At the same time Iran maintains that it will not tolerate Israeli military or intelligence presence in Azerbaijan. The IRGC military exercises and Iranian ground forces drills on the Iranian-Azeri border as well as the official statements issued accompanying them, saying those exercises are a show of force and response to Israeli activity in Azerbaijan, all indicate that Iran has no qualms assisting Armenia against Azerbaijan if it comes to a direct military conflict. And such a conflict will harm Israel’s and other western countries’ interests. Israel gets over 40% of its energy resources from Azerbaijan, which is also considered a major replacement for Russian gas for the EU.

Last but not least is the proxy war Iran is waging with Israel on the Syrian front. IRGC Qods special force has been operating in Syria for a very long time now, with the intent to establish infrastructure to allow for strikes into Northern Israel. Up until recently, the Syrian regime had the full undivided attention and military backing of Russia. The Syrian civil war even saw the Russian air force and special forces assist in training as well as fighting alongside the Assad regime. This all changed once Russia’s invasion of Ukraine started going downhill. All of a sudden, Russian activity in Syria was drastically reduced and the majority of assets transferred to Ukraine. The power vacuum left by the Russians in Syria has allowed the Qods force to increase its own activity massively.

It goes without saying that Qods force was already actively transferring weapons, constructing intelligence networks training Shia militants (including those, who were sent for subversive purposes to Azerbaijan and initiating probing strikes into Israel before the Russia withdrawal. However, the power vacuum left by the Russians was very quickly filled by an increasing number of Iranian operations. With a larger power base in Syria, Iranian subterfuge presents a larger threat to Israel and its security interests on the Northern border.

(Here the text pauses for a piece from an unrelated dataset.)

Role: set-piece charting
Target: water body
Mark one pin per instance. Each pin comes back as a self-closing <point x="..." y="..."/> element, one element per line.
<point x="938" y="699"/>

Beforehand, there used to be a silent agreement in place between Russia and Israel, as part of which Russia would act as a blocker for Iranian weapons shipments to its cells in Syria and would not interfere with the Israeli air force strikes on Iranian/Syrian targets threatening Israeli security. This agreement is no longer relevant due to the Russian influence in Syria being minimal.

To sum up, by merging all 3 conflicts in which it has its hand in, Iran gains additional advantage over Israel and the West. Understanding of this threat must lead to a joint stance against it, not only on a declarative level. For now, it seems that the most efficient way to oppose Iran’s plot would be supporting its population’s protests against the regime.